La reencarnación

Crítica de Henry Drae - Fancinema

LA IMITACION ENCARNADA

De todas las vueltas de tuerca que se le han dado a los films de posesiones satánicas en los últimos años (en los que ha habido un claro exceso de la explotación del tema), algunos intentos son realmente dignos y sugieren que con mucha cintura y un necesario pulido de guiones hay más tela para cortar. El caso de La reencarnación es como para tener en cuenta a la hora de elegir variantes que salgan un poco de lo tradicional, sobre todo cuando la mayoría de las historias se reduce a relatar lo que sucede con las víctimas inocentes de una posesión demoníaca y a sacerdotes renegados devenidos en exorcistas como la última opción, sin más recursos que recrudecer las imágenes para hacerlas más realistas y repugnantes.

La reencarnación cuenta la historia de una madre (Carice Von Houten) recientemente separada de su violento esposo y su hijo (David Mazouz, el Bruce Wayne de Gotham) que acaba de ser poseído por una fuerza maligna que le transmitió un mendigo. Ante tal situación, una agente del Vaticano se pone en contacto con un especialista en posesiones, el doctor Ember (Aaron Eckhart) que, lejos de considerarse religioso, practica el “desahuciamiento” de la energía maligna a través de la intrusión en la conciencia dormida del poseso. Algo así como si en La celda de los sueños de Jennifer López en lugar de un asesino en serie se hubiese filtrado el demonio Pazuzu de El exorcista o si en El origen en lugar de doblarse los edificios se hubieran juntado a festejar los poseídos en la casa de los Warren como en El conjuro. El exorcista infiltrador de mentes se rehúsa a atender al chico hasta que se le menciona que el espíritu o fuerza demoníaca responde al nombre de uno que se atribuyó tiempo atrás el asesinato de su familia y el hecho de que él mismo quede postrado en una silla de ruedas.

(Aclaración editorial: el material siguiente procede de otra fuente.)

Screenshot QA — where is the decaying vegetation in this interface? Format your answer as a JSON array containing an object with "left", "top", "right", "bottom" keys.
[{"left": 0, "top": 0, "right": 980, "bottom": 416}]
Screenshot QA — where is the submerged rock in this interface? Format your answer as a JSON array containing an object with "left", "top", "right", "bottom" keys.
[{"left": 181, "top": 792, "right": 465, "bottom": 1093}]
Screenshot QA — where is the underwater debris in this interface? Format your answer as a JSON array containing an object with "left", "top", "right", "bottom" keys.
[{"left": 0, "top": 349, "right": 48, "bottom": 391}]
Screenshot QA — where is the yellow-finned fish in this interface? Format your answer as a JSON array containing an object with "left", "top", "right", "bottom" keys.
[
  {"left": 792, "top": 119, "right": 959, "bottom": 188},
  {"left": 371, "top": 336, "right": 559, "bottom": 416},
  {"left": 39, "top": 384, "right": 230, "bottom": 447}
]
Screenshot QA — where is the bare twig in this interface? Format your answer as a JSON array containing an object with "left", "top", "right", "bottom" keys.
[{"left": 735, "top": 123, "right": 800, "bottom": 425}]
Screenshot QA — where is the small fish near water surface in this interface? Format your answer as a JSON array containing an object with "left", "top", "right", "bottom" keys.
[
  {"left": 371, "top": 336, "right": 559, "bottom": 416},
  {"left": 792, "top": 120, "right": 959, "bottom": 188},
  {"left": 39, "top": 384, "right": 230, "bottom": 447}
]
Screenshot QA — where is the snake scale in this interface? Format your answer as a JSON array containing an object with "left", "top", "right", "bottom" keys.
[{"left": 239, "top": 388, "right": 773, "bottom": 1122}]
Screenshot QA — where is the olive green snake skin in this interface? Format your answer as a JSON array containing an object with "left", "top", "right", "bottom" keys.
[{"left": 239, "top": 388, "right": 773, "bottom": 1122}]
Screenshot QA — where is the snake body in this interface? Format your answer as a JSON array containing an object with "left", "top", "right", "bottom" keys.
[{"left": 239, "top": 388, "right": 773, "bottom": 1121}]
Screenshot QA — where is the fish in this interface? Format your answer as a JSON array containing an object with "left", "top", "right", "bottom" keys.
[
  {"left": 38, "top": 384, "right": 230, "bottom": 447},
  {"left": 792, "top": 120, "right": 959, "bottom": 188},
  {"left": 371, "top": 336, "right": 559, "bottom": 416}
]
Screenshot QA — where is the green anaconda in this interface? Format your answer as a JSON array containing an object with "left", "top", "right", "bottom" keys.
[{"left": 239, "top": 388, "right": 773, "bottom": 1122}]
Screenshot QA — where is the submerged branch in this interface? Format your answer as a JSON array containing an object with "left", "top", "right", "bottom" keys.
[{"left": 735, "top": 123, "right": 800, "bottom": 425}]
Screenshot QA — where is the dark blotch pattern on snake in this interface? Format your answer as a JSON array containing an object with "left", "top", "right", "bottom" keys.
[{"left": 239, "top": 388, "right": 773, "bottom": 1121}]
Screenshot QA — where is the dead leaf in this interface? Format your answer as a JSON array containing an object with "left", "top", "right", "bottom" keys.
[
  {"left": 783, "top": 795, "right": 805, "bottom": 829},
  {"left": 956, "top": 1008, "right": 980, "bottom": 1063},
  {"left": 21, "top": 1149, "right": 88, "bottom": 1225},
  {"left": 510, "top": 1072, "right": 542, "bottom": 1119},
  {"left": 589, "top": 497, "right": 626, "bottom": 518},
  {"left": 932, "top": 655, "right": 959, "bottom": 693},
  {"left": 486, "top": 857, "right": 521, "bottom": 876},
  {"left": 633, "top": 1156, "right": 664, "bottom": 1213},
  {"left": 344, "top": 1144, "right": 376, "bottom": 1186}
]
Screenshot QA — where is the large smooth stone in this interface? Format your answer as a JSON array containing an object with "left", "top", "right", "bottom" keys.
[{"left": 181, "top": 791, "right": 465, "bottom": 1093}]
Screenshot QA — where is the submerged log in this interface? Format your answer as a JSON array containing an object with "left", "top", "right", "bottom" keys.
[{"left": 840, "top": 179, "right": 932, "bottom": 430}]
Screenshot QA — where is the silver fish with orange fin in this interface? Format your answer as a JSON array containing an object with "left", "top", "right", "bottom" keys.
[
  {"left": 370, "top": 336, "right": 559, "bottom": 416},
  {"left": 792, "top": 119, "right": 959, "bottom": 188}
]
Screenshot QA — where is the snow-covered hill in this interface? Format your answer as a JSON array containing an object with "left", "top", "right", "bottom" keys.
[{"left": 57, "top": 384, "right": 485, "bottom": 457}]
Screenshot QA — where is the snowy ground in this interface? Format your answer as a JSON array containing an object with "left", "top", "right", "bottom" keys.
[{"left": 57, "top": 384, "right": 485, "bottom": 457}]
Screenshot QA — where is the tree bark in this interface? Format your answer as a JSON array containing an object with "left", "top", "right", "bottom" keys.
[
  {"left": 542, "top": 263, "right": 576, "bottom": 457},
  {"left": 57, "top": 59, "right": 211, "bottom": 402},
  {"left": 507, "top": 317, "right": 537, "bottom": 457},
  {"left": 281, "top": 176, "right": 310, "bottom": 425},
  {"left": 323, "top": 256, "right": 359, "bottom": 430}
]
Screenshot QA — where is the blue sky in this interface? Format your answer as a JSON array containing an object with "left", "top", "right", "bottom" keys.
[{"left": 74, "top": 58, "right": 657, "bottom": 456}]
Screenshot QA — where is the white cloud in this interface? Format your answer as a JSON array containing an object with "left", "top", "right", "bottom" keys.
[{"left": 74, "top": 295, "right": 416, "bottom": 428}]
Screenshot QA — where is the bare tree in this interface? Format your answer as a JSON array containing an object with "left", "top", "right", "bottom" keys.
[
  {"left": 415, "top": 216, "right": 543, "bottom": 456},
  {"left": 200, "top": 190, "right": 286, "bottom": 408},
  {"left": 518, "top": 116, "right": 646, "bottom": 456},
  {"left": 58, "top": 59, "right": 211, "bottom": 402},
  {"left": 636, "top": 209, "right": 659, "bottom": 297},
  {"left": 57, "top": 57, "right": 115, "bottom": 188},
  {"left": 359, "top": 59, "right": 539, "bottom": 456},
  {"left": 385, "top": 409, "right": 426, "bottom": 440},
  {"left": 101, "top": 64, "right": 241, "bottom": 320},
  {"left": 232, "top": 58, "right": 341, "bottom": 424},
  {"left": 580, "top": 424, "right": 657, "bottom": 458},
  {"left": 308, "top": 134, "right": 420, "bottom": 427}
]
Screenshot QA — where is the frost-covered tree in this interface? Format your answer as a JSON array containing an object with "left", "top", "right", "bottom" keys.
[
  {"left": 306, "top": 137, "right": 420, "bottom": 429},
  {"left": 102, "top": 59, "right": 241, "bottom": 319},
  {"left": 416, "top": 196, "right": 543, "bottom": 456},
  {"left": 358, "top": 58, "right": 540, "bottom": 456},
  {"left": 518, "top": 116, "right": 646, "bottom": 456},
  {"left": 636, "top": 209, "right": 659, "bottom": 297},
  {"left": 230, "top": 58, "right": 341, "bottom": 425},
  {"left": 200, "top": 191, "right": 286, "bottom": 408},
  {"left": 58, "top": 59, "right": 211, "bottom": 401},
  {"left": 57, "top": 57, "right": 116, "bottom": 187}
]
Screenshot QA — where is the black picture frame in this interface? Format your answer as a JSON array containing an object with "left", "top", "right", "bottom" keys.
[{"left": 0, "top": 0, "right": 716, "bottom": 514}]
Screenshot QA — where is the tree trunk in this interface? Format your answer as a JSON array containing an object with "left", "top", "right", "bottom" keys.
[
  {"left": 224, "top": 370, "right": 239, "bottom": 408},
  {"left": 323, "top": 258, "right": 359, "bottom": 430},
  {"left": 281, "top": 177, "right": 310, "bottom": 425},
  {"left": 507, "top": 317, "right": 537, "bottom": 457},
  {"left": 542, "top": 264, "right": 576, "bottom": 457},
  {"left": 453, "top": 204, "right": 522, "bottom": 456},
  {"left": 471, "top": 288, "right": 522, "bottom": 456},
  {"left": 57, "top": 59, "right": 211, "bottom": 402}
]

La idea, que no deja de ser un mix, prende por simple remisión a muchas otras cosas vistas, añadiendo a la mencionada La celda, la cabina de teléfono en la que se escapaba de la matrix -aquí devenida en cuarto de color favorito del poseído-, el Vaticano como organización de reclutamiento de profesionales mercenarios -al estilo Vampiros de Carpenter- o el juego de la mancha venenosa de los espíritus contagiosos como en aquella Poseídos con Denzel Washington. Hay que reconocer que al menos la “inspiración” fue hallada en films que de un modo u otro fueron característicos y/o emblemáticos en el género. Es decir, se copiaron de donde debían hacerlo.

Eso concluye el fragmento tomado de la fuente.